Near McCoppin Hub, for over a year, police barricades have lined Duboce Avenue/13th Street/Division Street, something reminiscent of authoritarian countries in the developing world.  Is “liberal” San Francisco so different?

City officials will cite the funds they spend on the homeless.  Indeed, they spend many millions per year while homelessness increases.  Their approach is akin to fixing a leaky roof by buying more buckets.

Some perspective.  The best estimate on the cost to build a closed park, McCoppin Hub, is $2M.  It is certainly more than that because the park is undergoing the second remodel of its short life.  But let’s stick to $2M.  San Francisco Food Not Bombs shares food two evenings per week. A generous estimate of our out of pocket yearly expenses is $100. $2M could sustain San Francisco Food Not Bombs for 20,000 years.

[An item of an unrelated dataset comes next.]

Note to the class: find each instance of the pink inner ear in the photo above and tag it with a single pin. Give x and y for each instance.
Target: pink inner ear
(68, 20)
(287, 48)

Jane Kim is the elected member of the San Francisco Board of Supervisors for the district containing McCoppin Hub and pushed to build a fence around this unenclosed park.  She is a member of the Democratic Party, like all elected officials and, undoubtedly, almost all commission members and department heads in San Francisco.

Local Democrat Party officials rightfully decry President Trump’s attacks on sanctuary cities and immigration.  “We build bridges not walls.”  Locally, where they have actual influence and power, they are building fences and erecting barricades to exclude the dispossessed.

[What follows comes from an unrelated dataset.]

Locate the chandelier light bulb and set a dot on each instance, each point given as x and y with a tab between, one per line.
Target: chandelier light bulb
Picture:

Supervisor Kim’s most meaningful policy achievement is the passage for an area of her Supervisorial District, in 2011, at the behest of Mayor Ed Lee, of the Mid-Market, or Twitter, tax break, which directly subsidized tech and real estate interests.

Her actions epitomize the policies of elected officials throughout the United States:  tax breaks for corporations and the rich; fences, exclusion, truncheons and bullets for the poor.  And she is on the progressive, whatever that means, team.

Let’s march to City Hall and shout, at the top of our lungs, words made famous by a recent President, like all of them, opposed to social justice, “Mr. Lee and Ms. Kim, tear down that fence.”  Better yet, let’s tear it down ourselves.

For Amilcar Perez Lopez, Luis Gongora Pat and all others seeking a better life in cities, sanctuary or otherwise, only to have the cities’ armed guards kill them.